I picture my small self in the dimly-lighted rooms, sitting with my

head upon my hand, listening to the doleful performance of Mr. Mell,

and conning tomorrow’s lessons. I picture myself with my books shut up,

still listening to the doleful performance of Mr. Mell, and listening

through it to what used to be at home, and to the blowing of the wind

on Yarmouth flats, and feeling very sad and solitary. I picture myself

going up to bed, among the unused rooms, and sitting on my bed-side

crying for a comfortable word from Peggotty. I picture myself coming

downstairs in the morning, and looking through a long ghastly gash of a

staircase window at the school-bell hanging on the top of an out-house

with a weathercock above it; and dreading the time when it shall ring J.

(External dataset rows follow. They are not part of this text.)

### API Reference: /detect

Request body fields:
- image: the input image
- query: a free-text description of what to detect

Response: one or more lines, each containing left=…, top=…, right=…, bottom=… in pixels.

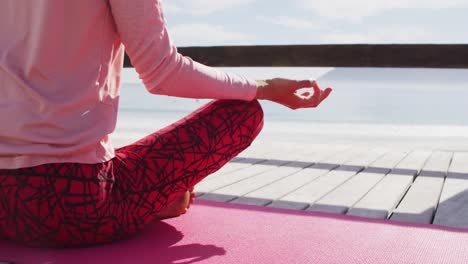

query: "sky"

left=163, top=0, right=468, bottom=47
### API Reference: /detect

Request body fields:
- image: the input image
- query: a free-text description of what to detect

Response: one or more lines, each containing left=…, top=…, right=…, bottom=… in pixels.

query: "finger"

left=320, top=87, right=333, bottom=102
left=292, top=80, right=312, bottom=91
left=294, top=97, right=319, bottom=108
left=312, top=81, right=322, bottom=98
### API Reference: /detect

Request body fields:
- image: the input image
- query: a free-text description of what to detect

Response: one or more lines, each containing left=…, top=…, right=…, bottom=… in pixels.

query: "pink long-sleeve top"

left=0, top=0, right=256, bottom=169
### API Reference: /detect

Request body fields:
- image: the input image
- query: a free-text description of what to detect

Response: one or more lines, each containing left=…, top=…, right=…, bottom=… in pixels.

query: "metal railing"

left=124, top=44, right=468, bottom=69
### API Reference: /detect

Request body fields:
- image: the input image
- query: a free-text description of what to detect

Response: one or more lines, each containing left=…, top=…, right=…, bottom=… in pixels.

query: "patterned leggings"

left=0, top=100, right=263, bottom=247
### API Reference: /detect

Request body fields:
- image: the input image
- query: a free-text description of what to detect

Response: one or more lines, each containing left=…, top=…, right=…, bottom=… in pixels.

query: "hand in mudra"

left=256, top=78, right=332, bottom=110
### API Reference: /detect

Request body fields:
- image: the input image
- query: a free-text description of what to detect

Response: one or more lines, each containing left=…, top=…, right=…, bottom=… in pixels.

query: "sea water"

left=113, top=68, right=468, bottom=151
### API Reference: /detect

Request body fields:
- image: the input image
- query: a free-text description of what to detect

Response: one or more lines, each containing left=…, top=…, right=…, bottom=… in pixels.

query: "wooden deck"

left=195, top=141, right=468, bottom=228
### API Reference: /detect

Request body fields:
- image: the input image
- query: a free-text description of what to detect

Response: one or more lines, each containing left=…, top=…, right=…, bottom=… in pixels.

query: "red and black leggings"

left=0, top=100, right=263, bottom=247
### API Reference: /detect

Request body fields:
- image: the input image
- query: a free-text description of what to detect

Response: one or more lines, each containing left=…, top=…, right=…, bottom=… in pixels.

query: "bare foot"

left=156, top=191, right=194, bottom=220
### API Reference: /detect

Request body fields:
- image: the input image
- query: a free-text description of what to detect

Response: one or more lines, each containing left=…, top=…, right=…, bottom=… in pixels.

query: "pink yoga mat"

left=0, top=201, right=468, bottom=264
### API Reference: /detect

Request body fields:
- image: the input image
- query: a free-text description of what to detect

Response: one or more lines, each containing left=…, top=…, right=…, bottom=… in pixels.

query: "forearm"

left=110, top=0, right=257, bottom=100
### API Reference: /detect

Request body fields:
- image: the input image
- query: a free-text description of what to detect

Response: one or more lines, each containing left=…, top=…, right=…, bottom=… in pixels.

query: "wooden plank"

left=195, top=144, right=305, bottom=188
left=433, top=152, right=468, bottom=228
left=390, top=151, right=452, bottom=224
left=271, top=149, right=385, bottom=208
left=195, top=145, right=316, bottom=199
left=346, top=151, right=431, bottom=218
left=124, top=44, right=468, bottom=68
left=232, top=147, right=350, bottom=206
left=307, top=151, right=409, bottom=214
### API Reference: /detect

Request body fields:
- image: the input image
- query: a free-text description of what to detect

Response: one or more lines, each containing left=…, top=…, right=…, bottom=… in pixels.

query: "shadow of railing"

left=198, top=157, right=468, bottom=228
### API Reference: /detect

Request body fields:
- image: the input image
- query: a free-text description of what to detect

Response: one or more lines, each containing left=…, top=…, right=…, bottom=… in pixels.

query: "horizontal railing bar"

left=124, top=44, right=468, bottom=69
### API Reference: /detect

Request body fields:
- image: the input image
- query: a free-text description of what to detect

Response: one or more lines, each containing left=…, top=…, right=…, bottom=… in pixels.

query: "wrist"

left=255, top=80, right=268, bottom=99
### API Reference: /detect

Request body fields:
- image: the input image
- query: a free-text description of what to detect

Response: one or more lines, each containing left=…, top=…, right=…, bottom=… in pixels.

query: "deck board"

left=347, top=151, right=431, bottom=218
left=390, top=151, right=452, bottom=224
left=433, top=152, right=468, bottom=228
left=272, top=149, right=386, bottom=207
left=232, top=147, right=343, bottom=206
left=195, top=144, right=468, bottom=228
left=308, top=151, right=408, bottom=214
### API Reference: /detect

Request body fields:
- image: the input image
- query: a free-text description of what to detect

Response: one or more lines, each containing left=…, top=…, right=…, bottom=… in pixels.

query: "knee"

left=215, top=100, right=264, bottom=140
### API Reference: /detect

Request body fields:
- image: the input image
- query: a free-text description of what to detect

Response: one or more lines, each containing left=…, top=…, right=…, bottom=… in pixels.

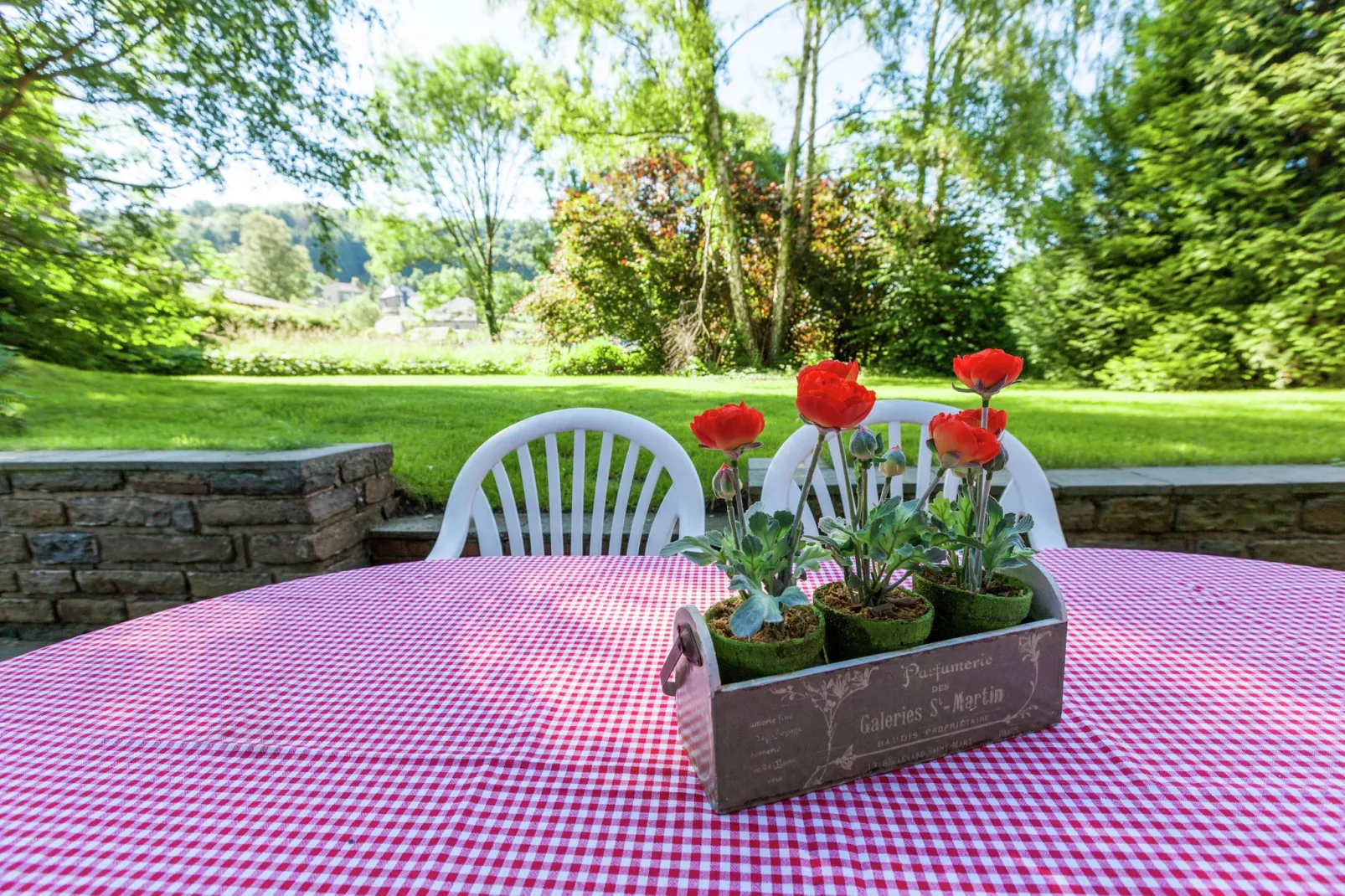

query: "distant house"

left=322, top=280, right=364, bottom=306
left=378, top=282, right=415, bottom=315
left=410, top=296, right=480, bottom=331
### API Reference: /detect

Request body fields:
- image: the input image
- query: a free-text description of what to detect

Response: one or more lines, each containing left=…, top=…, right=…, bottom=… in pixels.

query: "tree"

left=0, top=0, right=368, bottom=188
left=528, top=0, right=763, bottom=363
left=373, top=44, right=533, bottom=339
left=853, top=0, right=1094, bottom=218
left=1013, top=0, right=1345, bottom=389
left=231, top=211, right=313, bottom=301
left=766, top=0, right=821, bottom=363
left=0, top=0, right=368, bottom=368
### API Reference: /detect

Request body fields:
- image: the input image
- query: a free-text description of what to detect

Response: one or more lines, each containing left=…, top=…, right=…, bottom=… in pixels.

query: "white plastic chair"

left=428, top=408, right=705, bottom=559
left=761, top=399, right=1065, bottom=548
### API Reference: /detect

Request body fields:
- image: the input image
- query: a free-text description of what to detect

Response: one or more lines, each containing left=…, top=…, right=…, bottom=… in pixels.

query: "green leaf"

left=729, top=594, right=780, bottom=638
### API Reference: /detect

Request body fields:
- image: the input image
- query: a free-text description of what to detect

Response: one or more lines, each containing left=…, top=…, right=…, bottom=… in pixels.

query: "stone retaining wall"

left=0, top=444, right=395, bottom=636
left=368, top=459, right=1345, bottom=569
left=0, top=444, right=1345, bottom=638
left=1048, top=464, right=1345, bottom=569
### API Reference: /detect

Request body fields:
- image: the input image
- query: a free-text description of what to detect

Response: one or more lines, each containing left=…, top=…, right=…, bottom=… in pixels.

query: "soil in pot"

left=812, top=583, right=935, bottom=662
left=915, top=566, right=1032, bottom=639
left=705, top=597, right=826, bottom=685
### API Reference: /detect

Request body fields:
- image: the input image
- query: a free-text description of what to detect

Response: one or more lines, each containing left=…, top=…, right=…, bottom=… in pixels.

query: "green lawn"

left=0, top=362, right=1345, bottom=501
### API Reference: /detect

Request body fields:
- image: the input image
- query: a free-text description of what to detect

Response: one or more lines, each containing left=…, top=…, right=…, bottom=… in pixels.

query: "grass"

left=0, top=362, right=1345, bottom=501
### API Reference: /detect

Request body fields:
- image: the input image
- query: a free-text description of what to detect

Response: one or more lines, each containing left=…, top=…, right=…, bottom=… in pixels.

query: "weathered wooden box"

left=662, top=563, right=1065, bottom=812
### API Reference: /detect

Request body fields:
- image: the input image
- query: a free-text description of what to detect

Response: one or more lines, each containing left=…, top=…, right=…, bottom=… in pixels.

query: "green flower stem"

left=837, top=430, right=868, bottom=603
left=784, top=426, right=827, bottom=585
left=732, top=455, right=748, bottom=535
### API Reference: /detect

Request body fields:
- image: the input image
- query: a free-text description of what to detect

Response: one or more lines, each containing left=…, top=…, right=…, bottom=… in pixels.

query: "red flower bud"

left=952, top=348, right=1023, bottom=395
left=691, top=401, right=765, bottom=451
left=794, top=361, right=877, bottom=430
left=930, top=412, right=999, bottom=466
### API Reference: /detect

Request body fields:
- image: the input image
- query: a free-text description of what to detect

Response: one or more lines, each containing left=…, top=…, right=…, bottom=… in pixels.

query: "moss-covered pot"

left=705, top=601, right=826, bottom=685
left=812, top=584, right=934, bottom=662
left=913, top=576, right=1032, bottom=638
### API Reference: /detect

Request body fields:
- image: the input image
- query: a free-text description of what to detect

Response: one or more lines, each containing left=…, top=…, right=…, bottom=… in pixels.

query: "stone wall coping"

left=1046, top=464, right=1345, bottom=497
left=748, top=455, right=1345, bottom=497
left=0, top=441, right=393, bottom=472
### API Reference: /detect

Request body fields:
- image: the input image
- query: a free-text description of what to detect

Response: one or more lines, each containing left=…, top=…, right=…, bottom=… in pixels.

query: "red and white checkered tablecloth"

left=0, top=550, right=1345, bottom=893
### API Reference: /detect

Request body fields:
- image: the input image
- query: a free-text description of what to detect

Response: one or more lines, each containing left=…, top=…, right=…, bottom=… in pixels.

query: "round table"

left=0, top=550, right=1345, bottom=893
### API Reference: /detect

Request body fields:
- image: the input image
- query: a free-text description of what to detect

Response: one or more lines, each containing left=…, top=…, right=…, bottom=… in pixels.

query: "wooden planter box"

left=662, top=561, right=1065, bottom=812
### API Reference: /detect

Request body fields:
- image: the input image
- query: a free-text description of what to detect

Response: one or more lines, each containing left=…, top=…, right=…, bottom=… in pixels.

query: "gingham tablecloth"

left=0, top=550, right=1345, bottom=893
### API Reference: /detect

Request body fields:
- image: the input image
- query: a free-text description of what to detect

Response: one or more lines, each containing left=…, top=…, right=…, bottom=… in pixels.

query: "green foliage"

left=528, top=156, right=728, bottom=368
left=0, top=0, right=368, bottom=371
left=659, top=504, right=826, bottom=638
left=1097, top=310, right=1251, bottom=392
left=852, top=0, right=1100, bottom=217
left=801, top=193, right=1010, bottom=375
left=930, top=491, right=1037, bottom=590
left=230, top=210, right=315, bottom=301
left=201, top=292, right=344, bottom=339
left=0, top=176, right=209, bottom=371
left=550, top=339, right=657, bottom=377
left=0, top=346, right=27, bottom=430
left=10, top=363, right=1345, bottom=501
left=175, top=200, right=368, bottom=282
left=0, top=0, right=364, bottom=187
left=370, top=44, right=533, bottom=339
left=1012, top=0, right=1345, bottom=389
left=193, top=348, right=528, bottom=377
left=817, top=497, right=944, bottom=607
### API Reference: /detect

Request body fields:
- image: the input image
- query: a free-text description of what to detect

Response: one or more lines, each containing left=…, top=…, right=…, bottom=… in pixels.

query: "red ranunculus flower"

left=799, top=361, right=859, bottom=382
left=691, top=401, right=765, bottom=451
left=957, top=408, right=1009, bottom=436
left=930, top=412, right=999, bottom=466
left=952, top=348, right=1023, bottom=395
left=794, top=361, right=877, bottom=430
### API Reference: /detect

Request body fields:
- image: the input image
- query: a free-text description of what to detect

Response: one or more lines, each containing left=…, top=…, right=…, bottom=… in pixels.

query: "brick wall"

left=368, top=457, right=1345, bottom=569
left=0, top=444, right=395, bottom=636
left=1048, top=464, right=1345, bottom=569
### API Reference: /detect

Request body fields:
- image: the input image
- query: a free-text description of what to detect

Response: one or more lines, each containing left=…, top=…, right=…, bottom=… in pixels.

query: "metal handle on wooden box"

left=659, top=624, right=705, bottom=697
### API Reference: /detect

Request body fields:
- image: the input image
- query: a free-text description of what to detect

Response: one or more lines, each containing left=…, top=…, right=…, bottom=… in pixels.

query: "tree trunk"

left=678, top=0, right=761, bottom=364
left=766, top=3, right=812, bottom=364
left=703, top=88, right=761, bottom=363
left=799, top=12, right=822, bottom=255
left=916, top=0, right=943, bottom=210
left=482, top=229, right=500, bottom=342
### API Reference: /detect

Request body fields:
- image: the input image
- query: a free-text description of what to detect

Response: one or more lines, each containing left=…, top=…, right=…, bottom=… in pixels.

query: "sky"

left=167, top=0, right=879, bottom=218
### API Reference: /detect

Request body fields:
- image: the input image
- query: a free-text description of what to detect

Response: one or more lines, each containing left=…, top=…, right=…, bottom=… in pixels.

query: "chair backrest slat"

left=546, top=432, right=565, bottom=557
left=491, top=464, right=528, bottom=557
left=429, top=408, right=705, bottom=559
left=906, top=424, right=934, bottom=497
left=513, top=445, right=546, bottom=557
left=570, top=430, right=588, bottom=554
left=606, top=441, right=640, bottom=557
left=472, top=486, right=504, bottom=557
left=806, top=466, right=841, bottom=516
left=626, top=457, right=669, bottom=557
left=589, top=432, right=612, bottom=556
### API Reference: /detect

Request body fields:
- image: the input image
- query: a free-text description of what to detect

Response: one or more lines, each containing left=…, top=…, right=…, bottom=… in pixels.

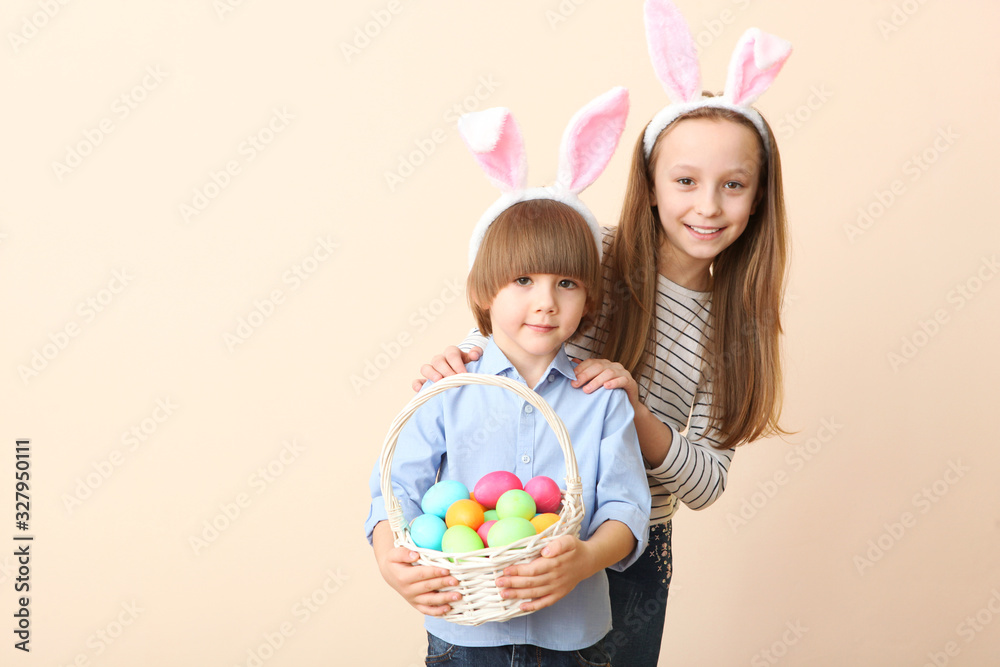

Steerforth and the rest to work: which is only second, in my foreboding

apprehensions, to the time when the man with the wooden leg shall unlock

the rusty gate to give admission to the awful Mr. Creakle. I cannot

think I was a very dangerous character in any of these aspects, but in

all of them I carried the same warning on my back.

Mr. Mell never said much to me, but he was never harsh to me. I suppose

we were company to each other, without talking. I forgot to mention that

he would talk to himself sometimes, and grin, and clench his fist, and

grind his teeth, and pull his hair in an unaccountable manner. But he

had these peculiarities: and at first they frightened me, though I soon

got used to them.

CHAPTER 6. I ENLARGE MY CIRCLE OF ACQUAINTANCE

I HAD led this life about a month, when the man with the wooden leg

began to stump about with a mop and a bucket of water, from which I

inferred that preparations were making to receive Mr. Creakle and the

boys. I was not mistaken; for the mop came into the schoolroom before

long, and turned out Mr. Mell and me, who lived where we could, and got

on how we could, for some days, during which we were always in the way

of two or three young women, who had rarely shown themselves before, and

were so continually in the midst of dust that I sneezed almost as much

as if Salem House had been a great snuff-box.

One day I was informed by Mr. Mell that Mr. Creakle would be home that

evening. In the evening, after tea, I heard that he was come. Before

bedtime, I was fetched by the man with the wooden leg to appear before

him.

Mr. Creakle’s part of the house was a good deal more comfortable than

ours, and he had a snug bit of garden that looked pleasant after the

dusty playground, which was such a desert in miniature, that I thought

no one but a camel, or a dromedary, could have felt at home in it. It

seemed to me a bold thing even to take notice that the passage looked

comfortable, as I went on my way, trembling, to Mr. Creakle’s presence:

which so abashed me, when I was ushered into it, that I hardly saw

Mrs. Creakle or Miss Creakle (who were both there, in the parlour), or

anything but Mr. Creakle, a stout gentleman with a bunch of watch-chain

and seals, in an arm-chair, with a tumbler and bottle beside him.

‘So!’ said Mr. Creakle. ‘This is the young gentleman whose teeth are to

be filed! Turn him round.’

The wooden-legged man turned me about so as to exhibit the placard; and

having afforded time for a full survey of it, turned me about again,

with my face to Mr. Creakle, and posted himself at Mr. Creakle’s side.

Mr. Creakle’s face was fiery, and his eyes were small, and deep in his

head; he had thick veins in his forehead, a little nose, and a large

chin. He was bald on the top of his head; and had some thin wet-looking

hair that was just turning grey, brushed across each temple, so that

the two sides interlaced on his forehead. But the circumstance about

him which impressed me most, was, that he had no voice, but spoke in a

whisper. The exertion this cost him, or the consciousness of talking in

that feeble way, made his angry face so much more angry, and his thick

veins so much thicker, when he spoke, that I am not surprised, on

looking back, at this peculiarity striking me as his chief one. ‘Now,’

said Mr. Creakle. ‘What’s the report of this boy?’

‘There’s nothing against him yet,’ returned the man with the wooden leg.